はじまりはいつも水
【近況】
米を炊くこと一つとっても、とにかく大量の水を必要とする仕事です。つくづく、清潔でおいしい水が使える環境でよかったと思います。
ある食通が食べたこれまでで最高においしかったラーメンは、スープに使うために人里離れた山奥で調達する湧き水に秘密があったという話を聞いたことがあります。
酒はよく料理と合わせる楽しみがあるといいますが、水が相性を左右するという視点から、なるべく近い地域で作られた食材と酒を合わせるのがやはり最もおいしく味わえるといいます。
ワインもやはり産地国の食材、調理法を用いた料理と合わせるのがより自然においしく感じられるように思います。
同じ地域の水で育った色々な食材に、その地域の水で仕込んだ酒が合うとは何となく納得です。
醤油や味噌などもそうやってなるべく近い場所の生産者が作ったもので揃えて、出汁も当然その地域の水で引く。こういう体験は、現地でないと味わえないものが味わえるでしょう。

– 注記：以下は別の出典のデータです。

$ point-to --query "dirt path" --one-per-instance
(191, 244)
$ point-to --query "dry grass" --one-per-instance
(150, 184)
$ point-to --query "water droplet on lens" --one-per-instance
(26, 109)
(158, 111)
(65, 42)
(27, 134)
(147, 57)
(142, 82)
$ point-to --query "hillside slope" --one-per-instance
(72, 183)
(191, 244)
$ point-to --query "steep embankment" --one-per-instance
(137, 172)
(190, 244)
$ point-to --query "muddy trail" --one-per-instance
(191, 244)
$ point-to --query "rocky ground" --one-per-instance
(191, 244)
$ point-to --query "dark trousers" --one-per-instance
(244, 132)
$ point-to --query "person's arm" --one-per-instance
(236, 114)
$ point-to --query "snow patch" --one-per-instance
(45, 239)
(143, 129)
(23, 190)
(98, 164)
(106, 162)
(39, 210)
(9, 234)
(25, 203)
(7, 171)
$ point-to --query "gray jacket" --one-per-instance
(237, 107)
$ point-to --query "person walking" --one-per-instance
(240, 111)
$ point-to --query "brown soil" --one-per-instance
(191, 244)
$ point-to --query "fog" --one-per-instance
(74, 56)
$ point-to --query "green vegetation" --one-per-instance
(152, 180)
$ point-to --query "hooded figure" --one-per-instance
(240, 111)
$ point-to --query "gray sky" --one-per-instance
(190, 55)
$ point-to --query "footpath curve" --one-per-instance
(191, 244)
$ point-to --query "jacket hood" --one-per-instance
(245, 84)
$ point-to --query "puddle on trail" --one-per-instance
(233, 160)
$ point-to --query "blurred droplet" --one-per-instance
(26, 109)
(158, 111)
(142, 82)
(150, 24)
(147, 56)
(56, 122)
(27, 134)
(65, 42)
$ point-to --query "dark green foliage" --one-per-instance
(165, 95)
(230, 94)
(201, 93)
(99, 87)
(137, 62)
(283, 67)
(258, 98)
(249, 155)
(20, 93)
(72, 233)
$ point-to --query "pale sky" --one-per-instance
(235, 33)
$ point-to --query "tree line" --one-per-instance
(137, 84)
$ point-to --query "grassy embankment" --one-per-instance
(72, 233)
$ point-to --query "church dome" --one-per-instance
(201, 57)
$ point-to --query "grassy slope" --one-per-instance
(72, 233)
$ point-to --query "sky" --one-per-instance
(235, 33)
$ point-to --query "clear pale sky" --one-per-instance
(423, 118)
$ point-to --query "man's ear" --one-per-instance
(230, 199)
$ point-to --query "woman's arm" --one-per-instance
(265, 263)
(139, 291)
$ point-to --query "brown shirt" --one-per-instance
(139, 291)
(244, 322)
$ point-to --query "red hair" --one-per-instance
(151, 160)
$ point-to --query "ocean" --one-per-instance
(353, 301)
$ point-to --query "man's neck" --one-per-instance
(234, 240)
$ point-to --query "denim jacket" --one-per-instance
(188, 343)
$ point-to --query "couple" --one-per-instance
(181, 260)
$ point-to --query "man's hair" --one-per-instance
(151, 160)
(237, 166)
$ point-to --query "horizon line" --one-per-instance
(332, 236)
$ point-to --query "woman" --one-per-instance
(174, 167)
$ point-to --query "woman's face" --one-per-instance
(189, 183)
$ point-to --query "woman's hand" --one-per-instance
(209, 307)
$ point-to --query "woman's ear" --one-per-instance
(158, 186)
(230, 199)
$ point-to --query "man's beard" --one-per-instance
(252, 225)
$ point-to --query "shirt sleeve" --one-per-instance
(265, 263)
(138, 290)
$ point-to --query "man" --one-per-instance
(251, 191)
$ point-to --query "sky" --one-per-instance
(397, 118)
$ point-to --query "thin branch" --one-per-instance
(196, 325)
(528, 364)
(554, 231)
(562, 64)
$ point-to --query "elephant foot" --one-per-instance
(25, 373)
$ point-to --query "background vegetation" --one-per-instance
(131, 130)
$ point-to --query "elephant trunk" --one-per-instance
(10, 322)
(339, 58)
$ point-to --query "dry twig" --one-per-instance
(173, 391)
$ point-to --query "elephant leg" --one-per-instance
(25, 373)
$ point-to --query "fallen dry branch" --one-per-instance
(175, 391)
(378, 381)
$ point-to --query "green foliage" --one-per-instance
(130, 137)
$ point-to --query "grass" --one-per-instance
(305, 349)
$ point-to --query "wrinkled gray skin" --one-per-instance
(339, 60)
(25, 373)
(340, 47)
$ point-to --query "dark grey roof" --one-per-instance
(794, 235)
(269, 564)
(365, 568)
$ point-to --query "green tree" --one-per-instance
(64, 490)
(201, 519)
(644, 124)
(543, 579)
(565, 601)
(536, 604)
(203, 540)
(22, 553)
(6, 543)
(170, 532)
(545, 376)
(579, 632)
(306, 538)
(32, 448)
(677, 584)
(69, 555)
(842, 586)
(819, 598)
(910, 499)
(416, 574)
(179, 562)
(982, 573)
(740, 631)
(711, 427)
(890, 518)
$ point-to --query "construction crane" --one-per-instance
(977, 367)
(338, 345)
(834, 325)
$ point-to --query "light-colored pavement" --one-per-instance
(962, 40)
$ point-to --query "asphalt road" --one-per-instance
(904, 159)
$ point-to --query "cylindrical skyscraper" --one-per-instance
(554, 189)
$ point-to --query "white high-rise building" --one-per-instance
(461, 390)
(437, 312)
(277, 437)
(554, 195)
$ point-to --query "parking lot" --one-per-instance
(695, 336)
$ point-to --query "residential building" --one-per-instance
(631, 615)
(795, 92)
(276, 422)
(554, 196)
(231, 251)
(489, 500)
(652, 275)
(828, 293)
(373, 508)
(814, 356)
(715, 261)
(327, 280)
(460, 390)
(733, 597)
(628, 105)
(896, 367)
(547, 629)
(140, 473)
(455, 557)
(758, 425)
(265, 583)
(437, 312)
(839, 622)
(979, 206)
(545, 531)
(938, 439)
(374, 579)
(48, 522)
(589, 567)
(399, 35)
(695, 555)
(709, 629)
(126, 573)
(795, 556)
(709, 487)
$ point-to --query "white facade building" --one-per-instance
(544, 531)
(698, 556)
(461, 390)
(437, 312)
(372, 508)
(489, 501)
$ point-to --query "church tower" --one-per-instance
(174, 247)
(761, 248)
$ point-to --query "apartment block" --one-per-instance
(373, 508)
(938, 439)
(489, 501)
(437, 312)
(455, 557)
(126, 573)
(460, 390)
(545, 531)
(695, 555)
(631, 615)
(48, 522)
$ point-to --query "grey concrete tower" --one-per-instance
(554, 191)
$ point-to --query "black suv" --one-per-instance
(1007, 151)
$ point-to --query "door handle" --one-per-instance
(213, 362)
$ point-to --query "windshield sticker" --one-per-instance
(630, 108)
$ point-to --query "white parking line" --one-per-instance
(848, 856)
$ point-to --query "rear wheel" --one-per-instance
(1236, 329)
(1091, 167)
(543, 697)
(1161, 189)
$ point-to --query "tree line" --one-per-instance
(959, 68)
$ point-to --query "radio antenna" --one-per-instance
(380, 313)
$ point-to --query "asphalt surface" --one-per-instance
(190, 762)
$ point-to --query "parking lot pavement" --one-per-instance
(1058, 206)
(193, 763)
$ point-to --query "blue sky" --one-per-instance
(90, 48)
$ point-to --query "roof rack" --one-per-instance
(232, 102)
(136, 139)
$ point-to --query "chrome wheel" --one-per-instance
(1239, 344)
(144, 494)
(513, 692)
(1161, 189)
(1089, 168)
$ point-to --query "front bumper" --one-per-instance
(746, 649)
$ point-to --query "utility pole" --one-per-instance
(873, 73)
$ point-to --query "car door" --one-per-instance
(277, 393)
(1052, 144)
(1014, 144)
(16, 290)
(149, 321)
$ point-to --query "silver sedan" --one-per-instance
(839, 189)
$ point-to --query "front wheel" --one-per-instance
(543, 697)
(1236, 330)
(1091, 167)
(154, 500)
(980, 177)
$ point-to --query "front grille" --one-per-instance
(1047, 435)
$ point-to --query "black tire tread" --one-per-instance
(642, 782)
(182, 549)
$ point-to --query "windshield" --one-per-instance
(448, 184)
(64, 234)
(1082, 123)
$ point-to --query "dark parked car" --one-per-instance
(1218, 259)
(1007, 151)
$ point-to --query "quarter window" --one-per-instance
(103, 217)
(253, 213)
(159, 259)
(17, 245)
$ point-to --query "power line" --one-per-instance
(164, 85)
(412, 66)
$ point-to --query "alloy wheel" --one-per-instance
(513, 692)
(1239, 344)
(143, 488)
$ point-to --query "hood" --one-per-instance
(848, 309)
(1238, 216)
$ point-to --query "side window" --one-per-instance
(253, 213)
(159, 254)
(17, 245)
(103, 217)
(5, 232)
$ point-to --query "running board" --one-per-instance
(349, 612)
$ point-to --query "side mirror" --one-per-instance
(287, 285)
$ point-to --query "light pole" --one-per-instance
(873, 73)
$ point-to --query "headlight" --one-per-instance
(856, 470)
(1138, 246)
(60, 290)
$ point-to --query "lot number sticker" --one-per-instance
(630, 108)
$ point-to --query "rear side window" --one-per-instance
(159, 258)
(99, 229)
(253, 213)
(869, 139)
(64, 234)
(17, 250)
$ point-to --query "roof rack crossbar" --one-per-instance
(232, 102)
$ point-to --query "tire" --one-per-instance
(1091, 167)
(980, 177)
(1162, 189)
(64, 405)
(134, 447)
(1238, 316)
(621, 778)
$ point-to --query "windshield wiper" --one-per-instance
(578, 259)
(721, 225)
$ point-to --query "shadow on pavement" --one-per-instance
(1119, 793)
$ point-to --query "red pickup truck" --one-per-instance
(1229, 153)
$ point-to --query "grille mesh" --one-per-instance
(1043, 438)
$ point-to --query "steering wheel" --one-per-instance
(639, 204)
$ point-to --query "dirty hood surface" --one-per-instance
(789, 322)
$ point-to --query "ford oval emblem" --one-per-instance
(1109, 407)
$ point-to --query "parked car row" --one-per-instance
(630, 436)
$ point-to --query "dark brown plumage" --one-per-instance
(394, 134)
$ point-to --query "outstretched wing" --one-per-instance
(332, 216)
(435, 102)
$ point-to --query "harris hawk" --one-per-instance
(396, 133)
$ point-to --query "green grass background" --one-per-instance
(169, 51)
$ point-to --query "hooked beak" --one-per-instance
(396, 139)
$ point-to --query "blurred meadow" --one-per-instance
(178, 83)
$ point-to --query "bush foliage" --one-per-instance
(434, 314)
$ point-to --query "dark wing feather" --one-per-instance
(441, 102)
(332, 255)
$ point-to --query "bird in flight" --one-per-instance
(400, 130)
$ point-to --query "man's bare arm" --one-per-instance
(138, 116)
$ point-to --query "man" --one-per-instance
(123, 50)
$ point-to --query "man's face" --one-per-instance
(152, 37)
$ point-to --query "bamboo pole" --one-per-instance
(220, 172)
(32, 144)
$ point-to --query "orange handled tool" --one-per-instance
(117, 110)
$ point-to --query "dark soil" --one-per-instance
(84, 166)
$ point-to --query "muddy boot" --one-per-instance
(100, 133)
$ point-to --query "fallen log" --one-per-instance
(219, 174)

西洋料理を学ぶうえで留学する理由には、こういう体験を積むことも多分に含まれていると思います。
日本全国・世界各国から話題の美味を集めるような贅沢さとは、根本的に違う贅沢さが味わえるような気がします。
【おすすめレシピ本】
全くレシピ本ではありませんが、読んでいるとお酒を味わって飲める気持ちがしてきます。
寿屋のちのサントリー二代目社長の佐治敬三と、同社広告部門として活躍してのちに芥川賞作家となる開高健の出会いとその後が描かれているノンフィクションです。
まだ全部読んでいませんが、太平洋戦争を終えた日本を舞台にそれぞれの立場で環境に翻弄されながら、きれいごとだけでなくたくましく爪痕を残していく様子が、歯切れ良く生き生きと描かれていて引き込まれる文章です。
サントリーといえば前職でも独立した今の店でも、何人か担当者さんにお付き合いがありました。営業の皆さんの姿勢から感じる社風だったり、定番商品のビールやウイスキーのラインナップの源流、旬のタレントがCMに続々起用される広告の打ち出し方など、今に至る全てがこの歴史あってのものだと思うと、色々なものがつながっていくようで面白く読んでいます。
創業者二代目として事業へ大胆に取り組んでいく経営者と、自己の内面と戦後日本のあり方にひたすら向き合う作家とは、一見、価値観が交差するとは思えません。しかしこの時代にあってこそ生まれたであろう友情の形に、不思議なうらやましさも感じる一冊です。